Polymorphonuclear cells (neutrophils) predominate in bacterial meningitis but may also be seen early in viral meningitis/encephalitis, whereas lymphocytes are commonly seen in viral, fungal, and tubercular CNS infections, CNS inflammation, and lymphoma. Flow cytometry can be used to characterize WBC populations in the CSF to evaluate for hematologic malignancy. Cytology can examine cells to look for malignant cells as can be seen in CNS lymphoma and leptomeningeal metastases from systemic cancer (see Ch. 24).

Red Blood Cells in the CSF

The normal range of RBCs in the CSF is 0–5 RBCs/mm³. Elevated RBC can be seen in subarachnoid hemorrhage (see Ch. 19) or if a lumbar puncture is traumatic, causing bleeding into the CSF (see “Traumatic Lumbar Puncture” below). If blood is present from subarachnoid hemorrhage, it will have been present in the CSF for some time and RBCs will have begun to break down. In contrast, a traumatic lumbar puncture will yield fresh RBCs that have not yet had the time to break down. Xanthochromia, a yellow tinge to the CSF (more sensitively detected by spectrophotometry) is an indication of broken-down red blood cells in the CSF, suggesting that they were there prior to the lumbar puncture (i.e., suggestive of subarachnoid hemorrhage rather than traumatic lumbar puncture).
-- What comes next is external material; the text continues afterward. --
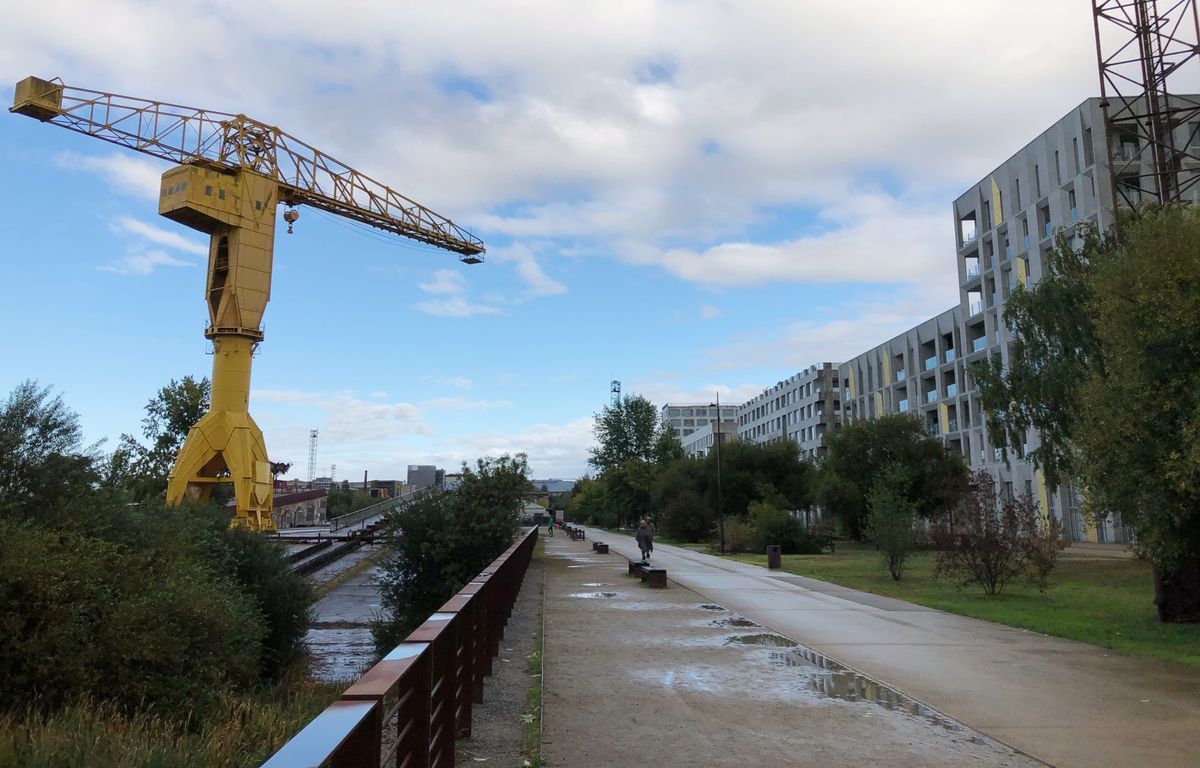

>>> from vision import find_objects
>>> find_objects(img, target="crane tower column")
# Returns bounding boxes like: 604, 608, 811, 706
158, 166, 277, 530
CSF Microbiology: Cultures, PCR, and Antibodies

Examination of CSF for a pathogen causing CNS infection can include Gram stain, culture, PCR, and evaluation for CSF production of IgM or IgG against a particular pathogen (see Ch. 20).

Patterns of CSF Abnormalities

Several patterns of CSF abnormalities are important to recognize.

Elevated Protein With No or Few Cells (Albuminocytologic Dissociation)

Albuminocytologic dissociation is suggestive of an inflammatory process. While this pattern is generally learned by most medical students as the classic finding in Guillain-Barré syndrome, it is a nonspecific indicator of inflammation and can be seen in chronic inflammatory demyelinating polyradiculoneuropathy (CIDP; Ch. 27), CNS paraneoplastic conditions (Ch. 24), acute disseminated encephalomyelitis (Ch. 21), transverse myelitis (Ch. 21), and primary CNS vasculitis (Ch. 19). (Why does the CSF demonstrate an inflammatory pattern in peripheral nervous system disorders such as Guillain-Barré syndrome and CIDP? These disorders involve the nerve roots which pass through the CSF space.)

Elevated WBCs and Protein With Normal Glucose

This is suggestive of a viral process.

Elevated WBCs and Protein With Low Glucose

This pattern generally indicates a nonviral CNS infection (bacterial, fungal, or tubercular). The most extreme values for low glucose, elevated WBCs, and elevated protein are seen with CNS bacterial infections.

In CNS bacterial infections, the WBCs are predominantly neutrophils, whereas they are predominantly lymphocytes in other types of CNS infections (see Table 20–2 in Ch. 20).

Traumatic Lumbar Puncture

Elevations of protein and WBCs can occur in a traumatic lumbar puncture since there is contamination of the CSF with peripheral blood. Protein elevation and WBC elevation are both approximately 1 per 1000 RBCs (1 mg/dL of protein per 1000 RBCs/mm³, and 1 WBC/mm³ per 700–1000 RBCs/mm³).

Additional Tests of CSF

Oligoclonal bands are a nonspecific marker of CNS inflammation, denoting intrathecal synthesis of IgG. Although they are most commonly assessed in the evaluation for multiple sclerosis (see Ch. 21), they can be seen in any CNS infectious or inflammatory condition.

CSF evaluation for antibodies causing CNS paraneoplastic syndromes (e.g., paraneoplastic limbic encephalitis, paraneoplastic cerebellar degeneration; see Ch. 24) is often more sensitive than serum evaluation.

14-3-3 protein is a nonspecific marker of neuronal degeneration. Although it can be present in Creuzfeldt-Jakob disease, the test is neither sensitive nor specific for the condition (see Ch. 22).

The ratio of amyloid-beta 42 (Aβ-42) to tau is a biomarker for Alzheimer’s disease, discussed further in Chapter 22.